Sismo Eduardo ainda está entre nós? – Times de Todos

O activista e apresentador Sismo Eduardo, reconhecido como uma das vozes mais críticas e influentes da província de Nampula, encontra-se desaparecido há sete dias. O caso ganhou contornos alarmantes depois de a sua residência ter sido, alegadamente, cercada por indivíduos desconhecidos na madrugada de domingo, 23 de Novembro.
A denúncia foi tornada pública pela Rede Moçambicana dos Defensores dos Direitos Humanos (RMDDH), que revelou que o comunicador abandonou a sua casa de forma apressada “por razões de segurança”, após receber sucessivas ameaças. A organização afirma que Sismo vinha reportando episódios de intimidação, cuja origem não conseguiu identificar.
De acordo com a RMDDH, o último contacto estabelecido com o activista ocorreu na noite de domingo, horas antes do desaparecimento. Nessa ocasião, Sismo afirmou sentir-se em “risco de vida” e pediu apoio urgente. Desde então, os seus telefones permanecem desligados e não existem indícios sobre o seu paradeiro.

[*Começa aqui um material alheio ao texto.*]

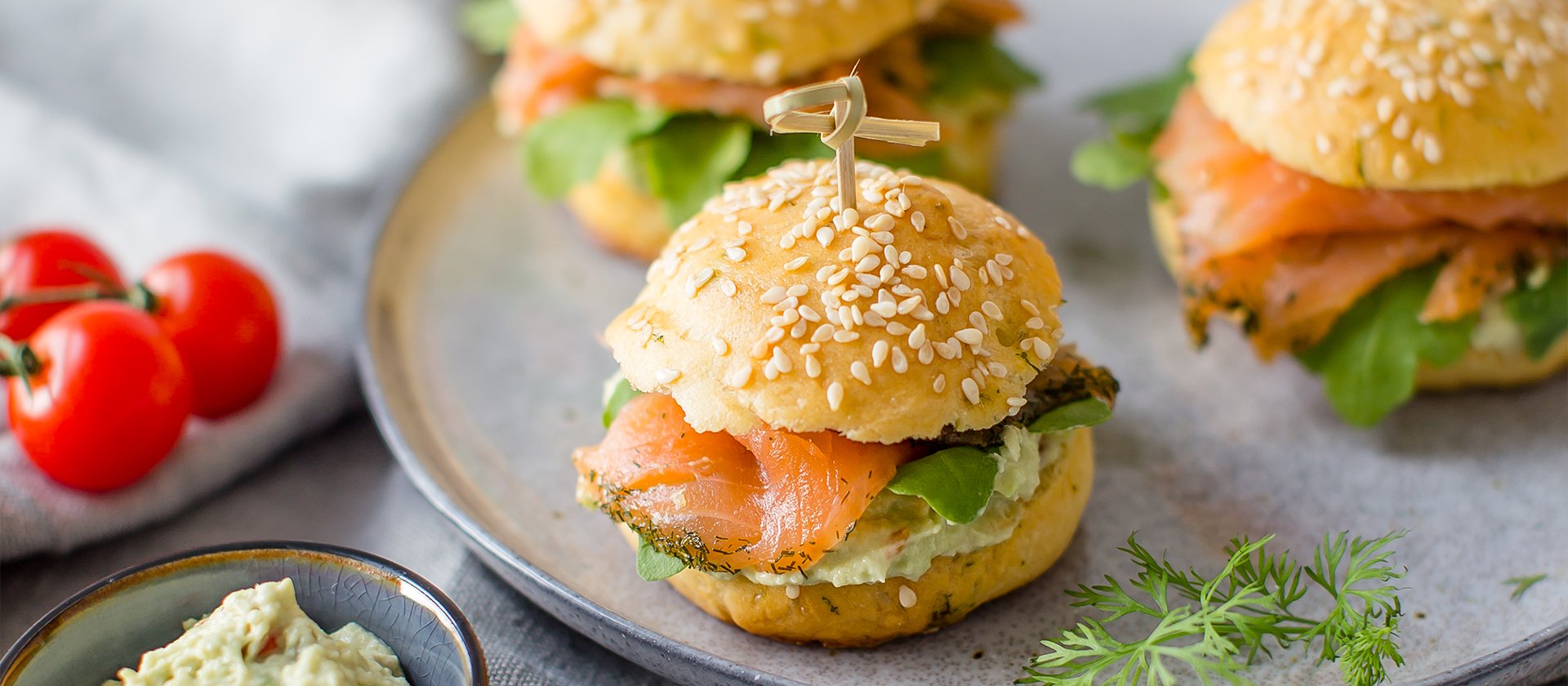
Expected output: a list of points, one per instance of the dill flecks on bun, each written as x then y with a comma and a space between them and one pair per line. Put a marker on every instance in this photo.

Fontes próximas relatam que, após fugir durante a madrugada, Sismo não voltou a comunicar com familiares nem com colegas. A ausência prolongada e o silêncio absoluto aumentam o receio de que se trate de um desaparecimento forçado ou de uma tentativa deliberada de o silenciar.
Nos últimos anos, Sismo Eduardo tornou-se uma figura central no debate público em Nampula, através da Rádio e Televisão Encontro, onde apresentava programas marcados por denúncias de alegadas violações de direitos humanos, conflitos comunitários, abusos de poder e irregularidades institucionais. A visibilidade do seu trabalho trouxe-lhe prestígio, mas também desconforto entre diferentes actores locais e estruturas de autoridade.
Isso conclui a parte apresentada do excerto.